The NFB of Georgia held its fifth annual Black Tie/White Cane Appreciation Banquet, with Dr. Maurer, our national president, as the keynote speaker. The theme this year was Blind People Sharing the Responsibility, Sharing the Reward.

The NFB of Idaho, through its Treasure Valley Chapter, held its annual community recognition dinner (and silent auction) to honor several people who have helped in one way or another. Chapter president Dana Ard, Ramona Walhof, and Jan Gawith each presented awards during this fundraising event.

During the October Possibilities Fair for Seniors event held at the NFB Jernigan Institute in Baltimore, more than four hundred people heard President Maurer introduce Kristen Cox, Maryland's secretary of disabilities (cabinet-level position). Also pictured is John Paré, who served as the master of ceremonies during the fair.

Marion Gwizdala and the East Hillsborough Chapter of the NFB of Florida taught a number of drivers a costly lesson during a White Cane Safety Day awareness and enforcement activity. Many Florida drivers appear to have forgotten that traffic is required to stop for a blind pedestrian using a cane or dog while crossing a street. During this event chapter members set up a tent near a busy intersection to distribute information about blindness and the law. In just three hours one officer wrote a total of twelve violations: ten for violating the White Cane Law, one for violating the right-of-way of pedestrians, and one misdemeanor for driving without a license. Violating the White Cane Law in Florida results in three points and a $60 fine.

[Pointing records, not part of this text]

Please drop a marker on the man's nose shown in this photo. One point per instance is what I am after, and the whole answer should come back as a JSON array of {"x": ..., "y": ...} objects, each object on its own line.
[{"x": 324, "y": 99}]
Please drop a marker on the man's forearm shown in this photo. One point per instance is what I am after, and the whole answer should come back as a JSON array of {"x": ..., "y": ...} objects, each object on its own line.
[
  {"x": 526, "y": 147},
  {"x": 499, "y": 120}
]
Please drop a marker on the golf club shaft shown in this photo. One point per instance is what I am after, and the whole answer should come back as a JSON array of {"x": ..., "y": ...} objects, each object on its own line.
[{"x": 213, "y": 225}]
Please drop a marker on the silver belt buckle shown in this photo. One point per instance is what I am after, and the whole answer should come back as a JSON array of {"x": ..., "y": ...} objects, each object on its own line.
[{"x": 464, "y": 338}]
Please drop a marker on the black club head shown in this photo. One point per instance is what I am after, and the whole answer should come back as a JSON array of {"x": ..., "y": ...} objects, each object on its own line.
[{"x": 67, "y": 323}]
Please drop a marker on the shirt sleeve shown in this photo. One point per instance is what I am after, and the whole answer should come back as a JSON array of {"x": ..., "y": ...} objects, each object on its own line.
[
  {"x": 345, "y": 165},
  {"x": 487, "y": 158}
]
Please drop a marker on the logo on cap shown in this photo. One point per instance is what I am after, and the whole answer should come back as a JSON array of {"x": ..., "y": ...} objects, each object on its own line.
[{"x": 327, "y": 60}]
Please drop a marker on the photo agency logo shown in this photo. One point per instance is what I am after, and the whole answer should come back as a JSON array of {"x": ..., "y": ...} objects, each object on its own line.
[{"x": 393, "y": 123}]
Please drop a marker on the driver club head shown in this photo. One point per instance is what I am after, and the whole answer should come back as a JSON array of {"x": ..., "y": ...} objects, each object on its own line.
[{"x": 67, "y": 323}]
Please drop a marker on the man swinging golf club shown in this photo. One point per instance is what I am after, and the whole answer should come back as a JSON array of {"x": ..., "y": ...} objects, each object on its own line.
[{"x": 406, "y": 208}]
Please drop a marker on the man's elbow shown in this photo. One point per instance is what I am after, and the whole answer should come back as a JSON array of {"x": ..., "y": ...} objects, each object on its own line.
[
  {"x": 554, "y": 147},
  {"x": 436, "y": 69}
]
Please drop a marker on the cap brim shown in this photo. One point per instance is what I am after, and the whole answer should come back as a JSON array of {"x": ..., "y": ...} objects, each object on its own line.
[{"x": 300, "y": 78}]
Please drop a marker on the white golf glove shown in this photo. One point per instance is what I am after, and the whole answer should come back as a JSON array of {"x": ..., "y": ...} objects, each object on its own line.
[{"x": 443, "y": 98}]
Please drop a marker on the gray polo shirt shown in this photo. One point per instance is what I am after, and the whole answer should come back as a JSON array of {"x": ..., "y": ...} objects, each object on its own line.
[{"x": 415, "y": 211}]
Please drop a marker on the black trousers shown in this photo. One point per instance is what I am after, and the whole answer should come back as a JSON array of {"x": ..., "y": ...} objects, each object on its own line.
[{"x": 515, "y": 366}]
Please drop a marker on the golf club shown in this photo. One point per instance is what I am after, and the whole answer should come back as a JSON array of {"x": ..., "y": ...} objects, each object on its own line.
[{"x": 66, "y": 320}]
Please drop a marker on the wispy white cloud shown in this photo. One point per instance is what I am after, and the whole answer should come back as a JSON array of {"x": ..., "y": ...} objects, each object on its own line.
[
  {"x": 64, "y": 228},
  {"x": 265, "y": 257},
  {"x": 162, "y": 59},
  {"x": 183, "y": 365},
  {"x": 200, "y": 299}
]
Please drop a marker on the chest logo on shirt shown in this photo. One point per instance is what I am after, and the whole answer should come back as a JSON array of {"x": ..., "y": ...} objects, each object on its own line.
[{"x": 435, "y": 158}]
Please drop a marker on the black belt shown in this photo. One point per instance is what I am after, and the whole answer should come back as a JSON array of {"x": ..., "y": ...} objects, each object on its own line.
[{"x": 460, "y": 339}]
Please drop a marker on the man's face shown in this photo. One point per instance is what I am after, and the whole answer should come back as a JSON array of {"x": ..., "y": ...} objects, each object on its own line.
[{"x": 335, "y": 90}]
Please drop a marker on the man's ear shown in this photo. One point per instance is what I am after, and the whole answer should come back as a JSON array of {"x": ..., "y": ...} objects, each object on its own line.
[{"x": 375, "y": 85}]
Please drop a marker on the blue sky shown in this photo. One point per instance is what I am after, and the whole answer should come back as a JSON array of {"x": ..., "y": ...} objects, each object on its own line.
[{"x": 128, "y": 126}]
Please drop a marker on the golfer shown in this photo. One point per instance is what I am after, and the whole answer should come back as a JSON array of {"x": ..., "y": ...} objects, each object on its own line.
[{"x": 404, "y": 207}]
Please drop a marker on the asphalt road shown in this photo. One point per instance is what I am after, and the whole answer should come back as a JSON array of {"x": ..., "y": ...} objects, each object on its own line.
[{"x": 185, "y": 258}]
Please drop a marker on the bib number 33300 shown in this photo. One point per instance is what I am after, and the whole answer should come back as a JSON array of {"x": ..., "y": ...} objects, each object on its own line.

All in all, during our 2006 Meet the Blind Month, chapters and affiliates stepped up to the plate and hit home runs with both new and traditional activities. The members, chapters, and affiliates listed in this article only begin to recognize those who planned and participated in the many events. We congratulate and thank all who were involved and look forward to hearing about the types of activities your chapter will conduct in October 2007.